Since employers who don’t pay workers’ compensation insurance tend to be part of the underground economy, they are hard to track. But the state Labor Commissioner’s office, which conducts periodic sweeps looking for employer violations of wage and hour laws, has seen the number of citations issued to employers without workers’ comp insurance jump 50 percent in the last two years.

According to Labor Commissioner spokesman Dean Fryer, the state cited about 1,000 employers each in 1998, 1999 and 2000 for not having workers’ compensation insurance. But in 2001, that number rose to 1,200 citations, and last year, it climbed to 1,520.

“This is in part due to our increased efforts in the area of employer workers’ compensation fraud,” Fryer said. “Some of it could also be due to more cases of this actually occurring, but we have no direct evidence of that.”

Employer ‘shell game’

Besides a growing number of employers without workers’ compensation insurance, there is anecdotal evidence that other types of employer fraud are increasing.
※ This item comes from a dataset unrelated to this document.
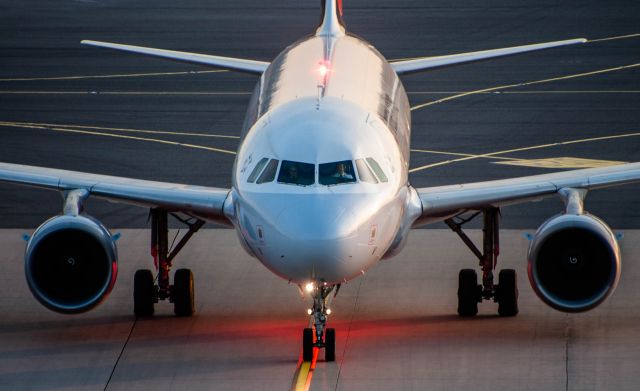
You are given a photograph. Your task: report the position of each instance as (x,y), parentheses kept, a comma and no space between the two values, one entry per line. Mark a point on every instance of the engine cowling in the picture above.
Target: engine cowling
(71,263)
(574,262)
“We’ve run into more and more premium fraud, and some of it can be very elaborate, a shell game to hide the number of workers,” Higgins said.
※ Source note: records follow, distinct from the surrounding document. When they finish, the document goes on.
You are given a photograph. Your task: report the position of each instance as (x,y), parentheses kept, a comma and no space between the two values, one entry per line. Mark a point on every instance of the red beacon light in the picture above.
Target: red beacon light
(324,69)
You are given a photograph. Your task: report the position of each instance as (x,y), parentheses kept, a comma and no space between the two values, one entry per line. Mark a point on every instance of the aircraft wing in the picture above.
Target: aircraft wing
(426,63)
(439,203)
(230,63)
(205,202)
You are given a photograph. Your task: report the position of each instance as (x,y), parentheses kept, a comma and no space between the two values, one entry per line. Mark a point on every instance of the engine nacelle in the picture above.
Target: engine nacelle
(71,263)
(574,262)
Higgins and others cited three types of premium fraud:

– Under-reporting the number of employees or payroll. For example, Wagner said, an employer might report $4 million in payroll to their insurer, when the actual figure is $14 million. “If they get caught, they say, ‘It’s just a typo,'” Wagner said.
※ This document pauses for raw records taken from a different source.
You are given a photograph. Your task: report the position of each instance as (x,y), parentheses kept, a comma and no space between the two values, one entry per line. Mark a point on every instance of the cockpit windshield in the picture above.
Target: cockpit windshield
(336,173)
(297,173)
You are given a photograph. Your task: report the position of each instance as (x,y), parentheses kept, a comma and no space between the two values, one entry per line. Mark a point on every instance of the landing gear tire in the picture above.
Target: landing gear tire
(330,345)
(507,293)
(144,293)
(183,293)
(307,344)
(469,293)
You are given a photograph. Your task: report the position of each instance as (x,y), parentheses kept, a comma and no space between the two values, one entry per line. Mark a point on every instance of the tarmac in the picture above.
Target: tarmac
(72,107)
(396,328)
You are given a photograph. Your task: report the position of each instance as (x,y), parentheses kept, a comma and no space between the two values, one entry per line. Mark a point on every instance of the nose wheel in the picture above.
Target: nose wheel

– Misclassifying employees. The most commonly cited example is when a roofing contractor with 10 roofers and four clerical workers claims he has 10 clerical workers and four roofers. Since roofers have a much higher accident rate, the more roofers on staff, the higher the premium.

– Setting up shell businesses. Higgins said some employers establish multiple companies under common ownership, including one with no insurance. Under this scheme, the business without insurance might have 60 employees, while the business with insurance might have 20. The employer surreptitiously adds the 60 employees to the payroll of the insured business. “All the insurer sees is 20 employees at one business, until the claims start coming in,” Higgins said.

The net result is that the insurer can be swamped with unexpected numbers of workers’ compensation claims. When that happens, insurers can quickly become “under-reserved,” meaning they have not set aside enough money to cover all the claims.

“If an account is under-reserved, it still has to get paid,” said Wagner, who worked in the insurance industry before becoming co-chair of the Employer Fraud Task Force. “In order to pay that account and still keep enough in reserve to satisfy state regulators, they have to raise everyone else’s premiums.”

Wagner said these schemes have been going on for years, but only recently have caught everyone’s attention. “When premiums were low, nobody really cared about all this,” she said. “Now, it’s just killing the legitimate employers.”